Un récent sondage canadien réalisé pour RBC Gestion mondiale d’actifs, repris par le magazine spécialisé Conseiller, soulevait cet enjeu. Parmi les répondants, 73 % croient que l’investissement responsable est la voie de l’avenir. Aussi 63 % disaient souhaiter mettre sur pied un portefeuille basé sur des critères ESG (environnementaux, sociaux et de gouvernance). Surtout, 81 % des répondants croient que l’investissement responsable offre des rendements équivalents (62 %), voire supérieurs (19 %) à l’investissement traditionnel. Mais près de 50 % d’entre eux disent ignorer où trouver de l’information fiable.

Devant cet engouement accru, BlackRock s’est résolu à se joindre à ce vaste mouvement d’institutionnels classant désormais les changements climatiques au rang de risque d’investissement. Le gestionnaire new-yorkais et titan de l’industrie des FNB, avec plus de 7000 milliards $US d’actifs sous gestion, dont les deux tiers sous forme indicielle, évoque l’abandon des investissements présentant un risque élevé lié à la durabilité et le lancement de produits filtrant les combustibles fossiles. Il jouera également la carte de la divulgation, demandant aux sociétés dans lesquelles il investit au nom de ses clients de publier d’ici la fin de 2020 une divulgation conforme (ou similaire) aux directives SASB (Sustainability Accounting Standards Board) et une déclaration des risques liés au climat conformément aux recommandations du TCFD (Task Force on Climate Related Financial Disclosures).

« Les portefeuilles intégrés à la durabilité peuvent offrir de meilleurs rendements ajustés au risque. » À l’opposé, « au fil du temps, les entreprises et les pays qui ne répondent pas aux parties prenantes et n’abordent pas les risques de développement durable seront confrontés à un scepticisme croissant de la part des marchés et à un coût du capital plus élevé », reconnaît désormais BlackRock.

3 commentaires
  • Michel Carrier - Abonné 25 janvier 2020 08 h 32

    Il est bien évident que la politique ne mènera pas à des solutions viables pour l'environnement. Les élus ne sont pas en mesure de convaincre un public non réceptif à des changements de comportement et à payer un coût associé. L'analyse des risques financiers et surtout le fait d'en tenir compte dans les investissements viendra ajouter une pression additionnelle.

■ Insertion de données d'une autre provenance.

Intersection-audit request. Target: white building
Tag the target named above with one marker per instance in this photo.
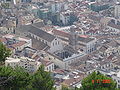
(53, 42)
(65, 17)
(63, 63)
(28, 64)
(117, 10)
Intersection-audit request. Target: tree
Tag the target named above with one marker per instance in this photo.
(18, 79)
(13, 79)
(41, 80)
(4, 52)
(94, 81)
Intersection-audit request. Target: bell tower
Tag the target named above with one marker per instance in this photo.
(73, 37)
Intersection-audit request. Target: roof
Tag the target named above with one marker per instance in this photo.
(19, 44)
(114, 25)
(85, 40)
(37, 44)
(40, 33)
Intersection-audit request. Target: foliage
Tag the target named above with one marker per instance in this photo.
(88, 85)
(42, 80)
(5, 5)
(4, 52)
(19, 79)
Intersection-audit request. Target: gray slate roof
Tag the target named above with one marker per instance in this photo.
(85, 40)
(40, 33)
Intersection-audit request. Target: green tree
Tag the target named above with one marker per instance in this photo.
(87, 83)
(41, 80)
(4, 52)
(13, 79)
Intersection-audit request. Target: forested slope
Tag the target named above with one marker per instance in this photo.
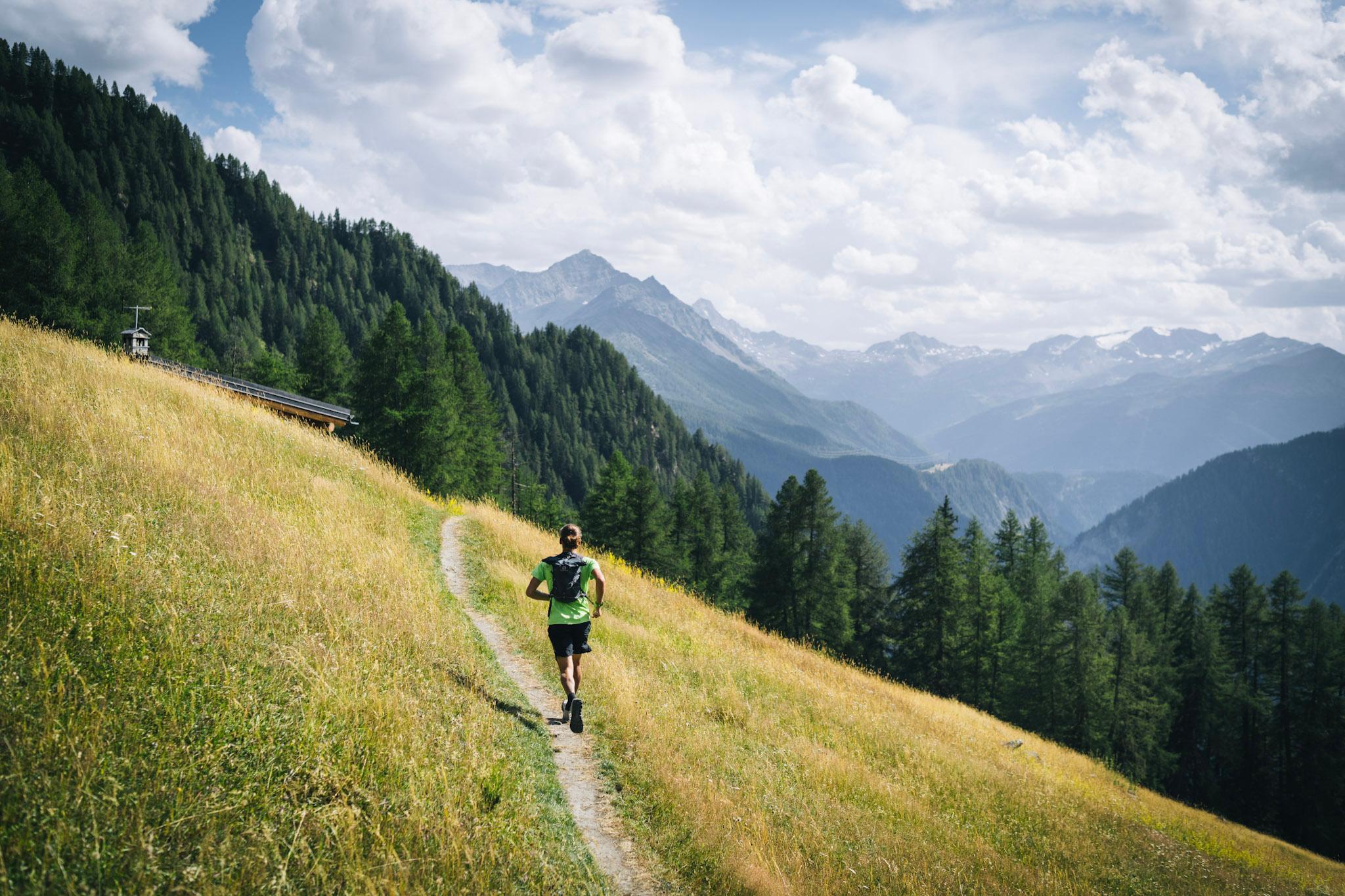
(1273, 507)
(252, 269)
(231, 664)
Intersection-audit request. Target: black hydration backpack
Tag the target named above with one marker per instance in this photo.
(565, 576)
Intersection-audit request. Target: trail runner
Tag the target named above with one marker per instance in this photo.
(571, 614)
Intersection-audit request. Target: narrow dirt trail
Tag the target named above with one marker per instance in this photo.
(576, 766)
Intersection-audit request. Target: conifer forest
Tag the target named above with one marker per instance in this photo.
(1229, 699)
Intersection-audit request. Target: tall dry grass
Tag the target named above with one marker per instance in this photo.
(753, 765)
(229, 660)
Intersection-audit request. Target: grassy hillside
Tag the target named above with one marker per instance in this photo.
(231, 666)
(753, 765)
(229, 660)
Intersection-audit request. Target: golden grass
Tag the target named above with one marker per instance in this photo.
(229, 660)
(753, 765)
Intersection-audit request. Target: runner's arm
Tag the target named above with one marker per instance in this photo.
(598, 591)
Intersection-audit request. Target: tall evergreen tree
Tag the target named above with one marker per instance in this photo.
(930, 599)
(865, 567)
(1242, 613)
(734, 565)
(1137, 739)
(985, 647)
(433, 427)
(825, 610)
(1084, 664)
(1038, 570)
(775, 594)
(1286, 601)
(386, 382)
(1201, 673)
(324, 362)
(607, 511)
(481, 440)
(645, 515)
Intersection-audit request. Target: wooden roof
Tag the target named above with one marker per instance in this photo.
(277, 399)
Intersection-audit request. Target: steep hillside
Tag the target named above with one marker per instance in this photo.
(231, 664)
(213, 687)
(1274, 507)
(762, 419)
(1061, 403)
(1078, 501)
(1158, 423)
(712, 383)
(753, 765)
(248, 272)
(893, 499)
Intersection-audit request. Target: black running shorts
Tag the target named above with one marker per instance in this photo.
(569, 640)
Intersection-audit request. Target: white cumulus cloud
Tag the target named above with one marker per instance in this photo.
(133, 42)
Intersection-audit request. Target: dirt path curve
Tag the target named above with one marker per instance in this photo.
(590, 803)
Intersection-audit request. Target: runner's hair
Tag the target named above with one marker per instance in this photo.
(571, 536)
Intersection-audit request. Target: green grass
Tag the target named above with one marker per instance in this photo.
(231, 662)
(749, 763)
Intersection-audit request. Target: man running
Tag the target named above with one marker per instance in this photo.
(567, 576)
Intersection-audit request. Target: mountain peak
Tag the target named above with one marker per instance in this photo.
(583, 259)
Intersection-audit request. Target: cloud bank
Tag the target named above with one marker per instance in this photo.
(984, 174)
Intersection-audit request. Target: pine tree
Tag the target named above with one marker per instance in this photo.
(865, 567)
(1137, 738)
(774, 594)
(735, 555)
(1286, 601)
(606, 516)
(930, 597)
(272, 368)
(986, 598)
(1084, 664)
(1201, 675)
(1242, 614)
(1038, 571)
(324, 362)
(387, 377)
(482, 453)
(645, 539)
(707, 538)
(435, 429)
(825, 609)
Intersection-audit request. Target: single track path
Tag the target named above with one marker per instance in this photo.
(575, 763)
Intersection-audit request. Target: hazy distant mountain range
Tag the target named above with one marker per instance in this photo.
(762, 418)
(1153, 400)
(1088, 423)
(1274, 507)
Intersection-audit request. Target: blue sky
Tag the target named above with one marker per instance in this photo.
(981, 171)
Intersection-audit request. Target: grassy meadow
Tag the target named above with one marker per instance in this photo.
(229, 660)
(752, 765)
(231, 666)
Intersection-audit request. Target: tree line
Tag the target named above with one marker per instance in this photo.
(252, 282)
(1231, 699)
(1234, 699)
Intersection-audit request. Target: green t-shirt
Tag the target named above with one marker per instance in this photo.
(576, 612)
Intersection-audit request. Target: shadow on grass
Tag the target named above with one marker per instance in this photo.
(523, 715)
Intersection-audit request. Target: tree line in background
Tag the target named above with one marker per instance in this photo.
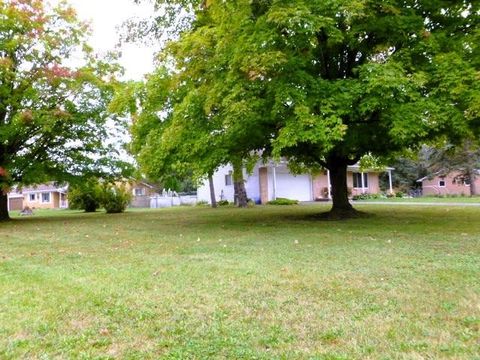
(54, 96)
(322, 83)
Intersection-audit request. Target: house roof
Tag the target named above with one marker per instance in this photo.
(356, 167)
(441, 174)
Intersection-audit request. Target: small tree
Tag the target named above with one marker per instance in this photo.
(115, 199)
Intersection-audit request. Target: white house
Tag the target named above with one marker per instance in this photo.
(274, 180)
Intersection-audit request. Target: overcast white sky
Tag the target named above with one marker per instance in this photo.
(105, 16)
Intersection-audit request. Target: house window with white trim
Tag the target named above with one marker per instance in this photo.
(357, 180)
(228, 179)
(139, 191)
(46, 197)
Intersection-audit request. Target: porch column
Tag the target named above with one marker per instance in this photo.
(329, 190)
(390, 181)
(274, 182)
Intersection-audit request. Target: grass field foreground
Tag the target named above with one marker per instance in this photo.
(260, 283)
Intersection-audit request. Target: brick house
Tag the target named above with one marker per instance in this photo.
(450, 184)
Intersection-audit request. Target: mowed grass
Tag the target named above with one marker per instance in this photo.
(260, 283)
(429, 199)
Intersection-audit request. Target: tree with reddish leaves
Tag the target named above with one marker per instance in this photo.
(54, 94)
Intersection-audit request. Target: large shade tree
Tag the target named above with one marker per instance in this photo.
(53, 97)
(324, 82)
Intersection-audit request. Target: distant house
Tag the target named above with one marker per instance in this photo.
(274, 180)
(141, 192)
(450, 184)
(42, 196)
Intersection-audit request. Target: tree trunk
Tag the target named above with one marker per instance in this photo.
(213, 199)
(341, 208)
(4, 206)
(239, 185)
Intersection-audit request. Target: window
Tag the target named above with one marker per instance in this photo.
(357, 180)
(139, 191)
(45, 197)
(228, 179)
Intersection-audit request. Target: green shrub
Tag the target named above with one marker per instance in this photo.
(86, 196)
(283, 201)
(366, 196)
(115, 198)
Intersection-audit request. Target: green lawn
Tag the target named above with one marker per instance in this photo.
(260, 283)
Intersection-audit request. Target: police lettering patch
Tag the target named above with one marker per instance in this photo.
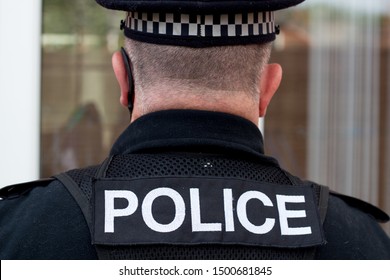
(204, 210)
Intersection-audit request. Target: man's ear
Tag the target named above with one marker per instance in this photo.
(121, 75)
(269, 83)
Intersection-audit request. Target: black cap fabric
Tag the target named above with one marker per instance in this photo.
(205, 6)
(200, 23)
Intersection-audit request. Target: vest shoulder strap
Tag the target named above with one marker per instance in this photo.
(17, 190)
(364, 206)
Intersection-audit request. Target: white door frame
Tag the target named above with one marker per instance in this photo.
(20, 74)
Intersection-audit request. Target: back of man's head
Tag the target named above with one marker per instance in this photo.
(207, 73)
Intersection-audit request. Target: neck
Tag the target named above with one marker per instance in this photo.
(235, 103)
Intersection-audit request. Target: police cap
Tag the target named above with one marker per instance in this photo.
(200, 23)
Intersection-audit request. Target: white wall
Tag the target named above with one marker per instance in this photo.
(20, 33)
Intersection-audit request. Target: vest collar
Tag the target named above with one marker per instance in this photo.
(188, 130)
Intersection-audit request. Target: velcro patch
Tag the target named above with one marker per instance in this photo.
(204, 210)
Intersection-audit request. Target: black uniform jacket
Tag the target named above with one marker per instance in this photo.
(45, 222)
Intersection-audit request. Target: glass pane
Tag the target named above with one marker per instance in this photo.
(81, 116)
(329, 121)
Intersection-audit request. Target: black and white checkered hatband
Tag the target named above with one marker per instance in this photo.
(201, 30)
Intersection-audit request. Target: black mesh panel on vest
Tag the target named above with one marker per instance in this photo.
(183, 164)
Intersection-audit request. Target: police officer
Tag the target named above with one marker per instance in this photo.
(188, 179)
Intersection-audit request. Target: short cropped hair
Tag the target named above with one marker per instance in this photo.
(227, 68)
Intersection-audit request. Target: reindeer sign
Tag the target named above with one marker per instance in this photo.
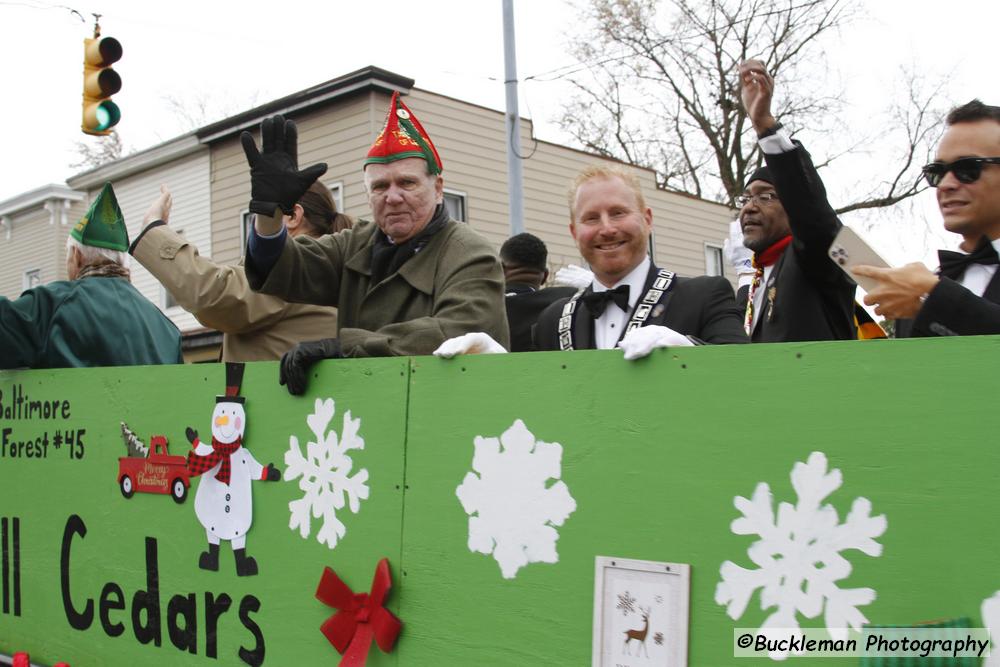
(640, 613)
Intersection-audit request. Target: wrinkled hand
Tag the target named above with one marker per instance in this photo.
(160, 208)
(756, 90)
(638, 343)
(738, 255)
(471, 343)
(295, 363)
(900, 292)
(573, 276)
(275, 181)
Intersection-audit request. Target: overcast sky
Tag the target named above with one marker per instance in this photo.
(235, 55)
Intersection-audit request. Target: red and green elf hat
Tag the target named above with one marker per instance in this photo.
(103, 225)
(401, 137)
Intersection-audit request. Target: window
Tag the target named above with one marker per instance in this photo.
(455, 203)
(31, 278)
(713, 260)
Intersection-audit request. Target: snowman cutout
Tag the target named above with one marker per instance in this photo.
(223, 500)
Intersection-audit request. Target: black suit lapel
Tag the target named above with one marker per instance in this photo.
(992, 293)
(583, 324)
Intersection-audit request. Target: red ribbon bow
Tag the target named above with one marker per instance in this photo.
(359, 616)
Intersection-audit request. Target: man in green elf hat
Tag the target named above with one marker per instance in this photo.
(96, 318)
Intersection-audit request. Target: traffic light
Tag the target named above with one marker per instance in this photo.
(100, 82)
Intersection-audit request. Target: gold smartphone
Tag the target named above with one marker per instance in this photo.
(849, 250)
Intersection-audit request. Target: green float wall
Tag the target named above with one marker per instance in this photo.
(654, 453)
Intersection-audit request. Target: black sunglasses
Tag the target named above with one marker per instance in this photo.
(966, 169)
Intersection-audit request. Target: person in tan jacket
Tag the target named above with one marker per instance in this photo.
(255, 326)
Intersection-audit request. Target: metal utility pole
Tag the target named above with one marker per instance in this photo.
(515, 173)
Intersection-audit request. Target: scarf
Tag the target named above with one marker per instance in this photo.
(198, 464)
(104, 269)
(766, 258)
(387, 258)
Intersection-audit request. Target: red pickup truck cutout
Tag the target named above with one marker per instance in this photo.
(158, 472)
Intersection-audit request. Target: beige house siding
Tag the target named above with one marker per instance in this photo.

Espérons que ce sera suffisant à imposer un prix à payer et des changements de comportement individuels.
    Michel Carrier

  • Clermont Domingue - Abonné 25 janvier 2020 11 h 39

    Massue...

    Voilà un tas d'informations intéressantes.Je crois cependant que les administrateurs de fonds iront toujours là où ça paie le plus.

    La Californie et l'Australie peuvent bien brûler. L'argent parle.

    • Bernard Plante - Abonné 25 janvier 2020 17 h 13

      Justement. Lorsque les risques environnementaux seront enfin intégrés on apercevra où se situe la valeur réelle de l'argent. Exactement ce que fait BlackRock. C'est un premier pas, mais un premier pas effectué par un géant qui marquera le chemin à suivre.